GitHub Pages is one of the simplest and most cost-effective ways to host a static site. Combined with GitHub Actions, you can set up a fully automated pipeline that builds and deploys your Hugo site on every push to main — with zero server management.

Prerequisites

Before you start, make sure you have:

  • A Hugo site in a GitHub repository
  • Hugo Extended (for SCSS support)
  • A hugo.toml with baseURL set to your GitHub Pages URL:
baseURL = 'https://yourusername.github.io/your-repo-name/'

Step 1 — Enable GitHub Pages

  1. Go to your repository on GitHub
  2. Click Settings → Pages
  3. Under Source, select GitHub Actions

This tells GitHub to expect a workflow to push the built site rather than serving directly from a branch.

Step 2 — Create the GitHub Actions Workflow

Create the file .github/workflows/deploy.yml in your repository:

name: Deploy Hugo to GitHub Pages

on:
  push:
    branches:
      - main

permissions:
  contents: read
  pages: write
  id-token: write

concurrency:
  group: pages
  cancel-in-progress: false

jobs:
  build:
    runs-on: ubuntu-latest
    steps:
      - name: Checkout
        uses: actions/checkout@v4
        with:
          submodules: recursive

      - name: Setup Hugo
        uses: peaceiris/actions-hugo@v3
        with:
          hugo-version: 'latest'
          extended: true

      - name: Build
        run: hugo --minify

      - name: Upload artifact
        uses: actions/upload-pages-artifact@v3
        with:
          path: ./public

  deploy:
    environment:
      name: github-pages
      url: ${{ steps.deployment.outputs.page_url }}
    runs-on: ubuntu-latest
    needs: build
    steps:
      - name: Deploy to GitHub Pages
        id: deployment
        uses: actions/deploy-pages@v4

Step 3 — Push and Verify

Commit and push the workflow file:

git add .github/workflows/deploy.yml
git commit -m "ci: add GitHub Pages deployment workflow"
git push origin main

Go to Actions in your repository — you’ll see the workflow running. Once it completes (usually under a minute), your site will be live at https://yourusername.github.io/your-repo-name/.

How the Pipeline Works

Push to main
     ↓
GitHub Actions triggers
     ↓
Hugo Extended builds site → public/
     ↓
public/ uploaded as Pages artifact
     ↓
GitHub deploys artifact to CDN edge
     ↓
Site live at github.io URL

Handling the Base URL

If your repo is named yourusername.github.io (a user/org site), your baseURL is simply https://yourusername.github.io/.

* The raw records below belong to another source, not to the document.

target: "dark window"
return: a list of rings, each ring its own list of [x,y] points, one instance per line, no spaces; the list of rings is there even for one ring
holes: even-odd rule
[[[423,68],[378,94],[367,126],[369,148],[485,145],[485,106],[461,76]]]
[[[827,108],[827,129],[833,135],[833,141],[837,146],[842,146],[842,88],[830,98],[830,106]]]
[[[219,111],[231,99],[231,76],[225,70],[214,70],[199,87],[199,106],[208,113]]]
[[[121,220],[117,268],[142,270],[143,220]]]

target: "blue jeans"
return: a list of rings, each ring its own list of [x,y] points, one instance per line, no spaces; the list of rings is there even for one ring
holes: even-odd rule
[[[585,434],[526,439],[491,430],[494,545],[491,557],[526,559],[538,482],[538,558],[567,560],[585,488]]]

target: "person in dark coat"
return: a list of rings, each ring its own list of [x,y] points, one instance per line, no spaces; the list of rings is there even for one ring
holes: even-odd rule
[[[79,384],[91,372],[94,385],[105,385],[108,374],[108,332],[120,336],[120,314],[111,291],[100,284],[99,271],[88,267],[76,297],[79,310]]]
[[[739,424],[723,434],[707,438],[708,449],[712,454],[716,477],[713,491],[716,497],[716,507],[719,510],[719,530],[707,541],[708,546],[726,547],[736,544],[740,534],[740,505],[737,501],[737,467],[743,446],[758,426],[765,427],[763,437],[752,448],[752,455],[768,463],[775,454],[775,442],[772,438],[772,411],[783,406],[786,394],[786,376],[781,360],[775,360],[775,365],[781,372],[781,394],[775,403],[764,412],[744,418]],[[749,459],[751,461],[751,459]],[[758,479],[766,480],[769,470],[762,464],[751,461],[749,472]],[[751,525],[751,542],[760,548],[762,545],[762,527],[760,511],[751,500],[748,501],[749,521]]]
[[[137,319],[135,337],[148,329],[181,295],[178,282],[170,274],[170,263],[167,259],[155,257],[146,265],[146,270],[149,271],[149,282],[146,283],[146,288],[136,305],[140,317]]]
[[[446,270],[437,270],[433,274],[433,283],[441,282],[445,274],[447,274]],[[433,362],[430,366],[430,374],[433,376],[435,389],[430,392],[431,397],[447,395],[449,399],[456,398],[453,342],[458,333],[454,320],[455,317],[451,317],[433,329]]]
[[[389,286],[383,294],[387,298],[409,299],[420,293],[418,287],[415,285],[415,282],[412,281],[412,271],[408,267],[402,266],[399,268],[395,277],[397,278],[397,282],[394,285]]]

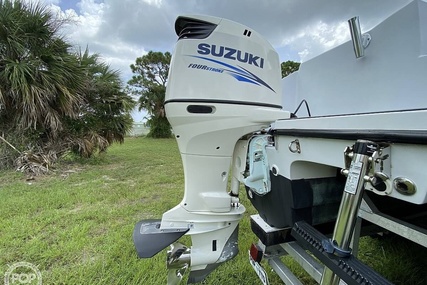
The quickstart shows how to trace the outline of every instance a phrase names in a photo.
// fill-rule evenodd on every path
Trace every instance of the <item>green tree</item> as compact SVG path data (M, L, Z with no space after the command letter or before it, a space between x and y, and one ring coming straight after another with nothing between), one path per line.
M146 110L148 113L149 137L167 138L172 135L164 106L170 61L169 52L150 51L138 57L135 64L130 66L135 75L129 80L128 88L134 95L139 96L139 110Z
M39 4L0 0L0 145L3 165L19 150L40 149L76 118L83 98L83 70L58 35L58 22Z
M300 66L299 62L295 62L292 60L282 62L282 64L280 65L282 69L282 78L288 76L292 72L298 71L299 66Z
M83 75L58 22L43 6L0 0L0 118L19 131L45 127L51 136L62 116L76 117Z
M95 151L105 151L113 142L124 141L132 128L130 112L135 102L123 92L119 72L102 62L99 54L89 54L86 48L76 56L85 73L85 100L79 106L79 117L67 120L63 137L74 152L89 157Z
M90 156L132 124L117 71L70 52L61 24L39 4L0 0L0 166L47 169L69 150Z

If it’s a project repo (e.g. my-blog), the URL has a subdirectory: https://yourusername.github.io/my-blog/. Make sure Hugo’s baseURL matches exactly, otherwise CSS and links will break.

Conclusion

With GitHub Actions handling the build and deploy, your Hugo site publishes automatically on every commit. There’s no build server to maintain, no deploy keys to rotate — just push and your site updates within seconds.